Pertama, membangun kesepakatan dan komitmen di kalangan elit partai maupun non-partai untuk melokalisir polarisasi di wilayah gagasan dan narasi-narasi programatik membangun Indonesia dalam bingkai persatuan dan keutuhan nasional. Aspek-aspek primordialis atau sentimen-sentimen keagamaan, etnisitas, rasialisme, dan kedaerahan harus diminimalisasi sedemikian rupa. Sikap ini penting diturunkan ke akar rumput masing-masing kubu kandidat atau partai politik dan ditumbuh-kembangkan sebagai bagian dari pendidikan politik dan pendewasaan berdemokrasi.

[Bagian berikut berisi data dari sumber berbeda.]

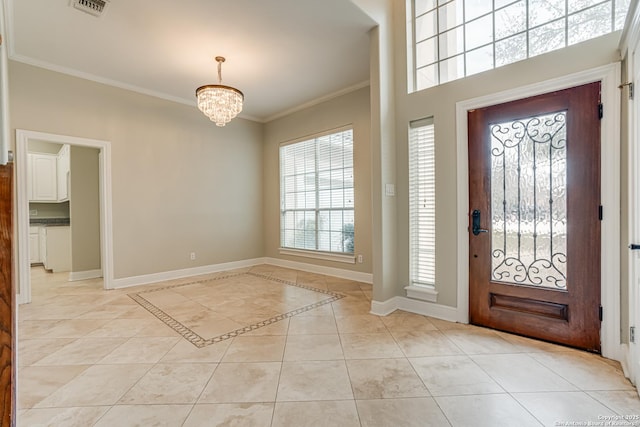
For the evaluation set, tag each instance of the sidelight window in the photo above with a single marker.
(422, 203)
(317, 193)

Kedua, sudah saatnya penggunaan buzzer-buzzer politik sekaligus cara-cara mereka memenangkan kontestasi elektoral dihentikan oleh para pihak. Karena terbukti bahwa keberadaan dan perilaku para buzzer yang kerap saling menebar fitnah, framing-framing negatif atas lawan-lawan politik, serta kampanye hitam di ruang publik sejauh ini lebih banyak memicu kegaduhan, pertengkaran dan perpecahan di kalangan masyarakat.
 Ketiga, upaya-upaya pencegahan pelanggaran dan penegakan hukum Pemilu harus lebih diefektifkan dengan cara yang adil, seimbang dan tidak tebang pilih baik oleh penyelenggara Pemilu (khususnya Bawaslu di semua tingkatan) maupun aparat penegak hukum (Kepolisian) jika kasusnya sudah menyentuh aspek pidana Pemilu atau pidana umum.
Last but not least memperbaiki desain Pemilu, khususnya Pilpres, yang sejauh ini masih menerapkan ambang batas pencalonan Presiden-Wapres yang sangat tinggi (20%0, yang kemudian melahirkan implikasi sulitnya kontestasi Pilpres diikuti oleh lebih dari dua pasang calon. Pilpres hanya dengan dua pasangan calon terbukti sangat mudah memicu polarisasi yang tajam. Meski tidak harus nol persen, ambang batas, sebagaimana telah direkomendasikan para ahli setidaknya diturukan ke angka yang lebih rendah antara 10-15%. Dengan demikian Pilpres bisa diikuti oleh sedikitnya 3 atau bahkan 4 pasangan calon, dan secara politik konstelasi ini dengan sendirinya dapat mengurangi potensi polarisasi didalam masyarakat.